# Sharpening R2/SG2 stainless with high grit stones



## strumke (Feb 2, 2015)

I was told by one of the Shapton reps that the passivation layer on stainless is hard enough that I should be starting on a low grit stone because the higher grit ones wouldn't cut well until that layer is broken through. Does that mean that I can't really do touch-up work on a stainless knife unless I take it to the rough stones first?

I'm specifically talking about a very thin R2/SG2 blade that has microchipping, but I do have a few standard henckels (guest knives) that I try to keep sharp as much as possible as well.

I'm using Shapton pro 320/1000/5000 stones


----------



## EdipisReks (Feb 2, 2015)

I run my stainless knives, including R2, on the same stones as my carbon. I do touch up on my 8000 Gesshin. If they are very dull or have small chips, it goes to the 1000 Chosera, first. Only if there are big chips or the knives need thinning do they go on anything coarser.

Sounds to me like the Shapton rep wanted to sell some extra stones.


----------



## James (Feb 2, 2015)

I use a 6k arashiyama to do touchups on my stainless knives (R2 included). No problems yet.


----------



## Mr.Wizard (Feb 2, 2015)

strumke said:


> I was told by one of the Shapton reps that the passivation layer on stainless is hard enough that I should be starting on a low grit stone because the higher grit ones wouldn't cut well until that layer is broken through.

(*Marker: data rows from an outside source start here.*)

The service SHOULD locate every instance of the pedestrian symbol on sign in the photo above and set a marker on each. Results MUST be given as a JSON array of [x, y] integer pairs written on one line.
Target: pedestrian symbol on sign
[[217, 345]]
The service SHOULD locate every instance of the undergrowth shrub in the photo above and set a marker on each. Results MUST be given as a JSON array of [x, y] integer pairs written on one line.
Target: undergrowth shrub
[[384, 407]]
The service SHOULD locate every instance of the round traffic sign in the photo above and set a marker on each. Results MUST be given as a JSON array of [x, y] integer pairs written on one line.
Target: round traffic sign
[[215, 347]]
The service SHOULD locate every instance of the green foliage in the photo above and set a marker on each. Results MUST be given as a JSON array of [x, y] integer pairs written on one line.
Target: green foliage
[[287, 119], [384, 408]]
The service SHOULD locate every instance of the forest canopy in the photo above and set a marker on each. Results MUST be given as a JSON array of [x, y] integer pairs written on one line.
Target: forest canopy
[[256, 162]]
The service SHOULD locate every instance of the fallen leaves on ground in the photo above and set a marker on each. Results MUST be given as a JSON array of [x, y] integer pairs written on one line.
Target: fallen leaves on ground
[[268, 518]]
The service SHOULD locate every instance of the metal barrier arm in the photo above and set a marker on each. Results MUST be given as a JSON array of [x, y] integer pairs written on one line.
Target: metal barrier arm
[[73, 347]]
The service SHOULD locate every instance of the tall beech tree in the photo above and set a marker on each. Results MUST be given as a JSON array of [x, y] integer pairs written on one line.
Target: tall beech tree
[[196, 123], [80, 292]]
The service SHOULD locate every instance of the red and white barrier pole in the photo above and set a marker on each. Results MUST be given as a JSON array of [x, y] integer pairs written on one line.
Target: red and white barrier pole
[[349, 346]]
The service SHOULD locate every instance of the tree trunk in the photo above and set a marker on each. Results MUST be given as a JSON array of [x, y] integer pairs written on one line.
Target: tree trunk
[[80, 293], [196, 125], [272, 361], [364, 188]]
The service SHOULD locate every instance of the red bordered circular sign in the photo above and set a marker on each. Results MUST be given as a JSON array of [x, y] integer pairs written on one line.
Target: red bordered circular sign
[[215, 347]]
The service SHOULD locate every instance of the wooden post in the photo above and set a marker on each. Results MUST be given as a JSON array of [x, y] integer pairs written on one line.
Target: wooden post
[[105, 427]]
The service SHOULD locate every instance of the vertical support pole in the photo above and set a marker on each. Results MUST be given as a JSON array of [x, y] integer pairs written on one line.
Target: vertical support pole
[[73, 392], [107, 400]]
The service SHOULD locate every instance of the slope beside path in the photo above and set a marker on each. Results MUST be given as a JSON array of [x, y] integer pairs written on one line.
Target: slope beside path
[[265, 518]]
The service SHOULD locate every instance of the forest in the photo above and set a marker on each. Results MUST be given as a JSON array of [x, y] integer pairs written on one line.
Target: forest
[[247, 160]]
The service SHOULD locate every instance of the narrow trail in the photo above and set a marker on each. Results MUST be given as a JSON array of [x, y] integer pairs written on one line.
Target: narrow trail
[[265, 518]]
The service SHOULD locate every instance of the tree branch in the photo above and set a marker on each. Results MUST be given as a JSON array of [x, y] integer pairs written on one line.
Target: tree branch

I haven't heard that before. Do you happen to have a full quote in context, and could you ask permission to share it?


----------



## strumke (Feb 2, 2015)

It was over the phone, so I can repeat what I remember...

He was talking me through a bunch of things, some of which were a bit more salesman-y then others, but he basically said that the passivation/oxidation layer that keeps stainless stainless is quite hard, and if you start on a high grit stone, then it will feel like the stone isn't doing much cutting. He said if I hit a low grit stone first to break through the passivation layer, and then went back to the same high grit stone, it would be a totally different impact.

He also gave the example of if you did your low grit work one night and waited until the morning to finish up everything, by the morning, the passivation layer would have built up again, so you would need to break through again before using the high grit.


----------



## Mrmnms (Feb 2, 2015)

It you're talking specifically about Shapton stones, I've used 5 and 6k on SG2 with no problems. Micro chipping might require a lower grit initially, depends on the knife and severity of the chipping. I go to a lower grit stone first myself.


----------



## chinacats (Feb 2, 2015)

EdipisReks said:


> Sounds to me like the Shapton rep wanted to sell some extra stones.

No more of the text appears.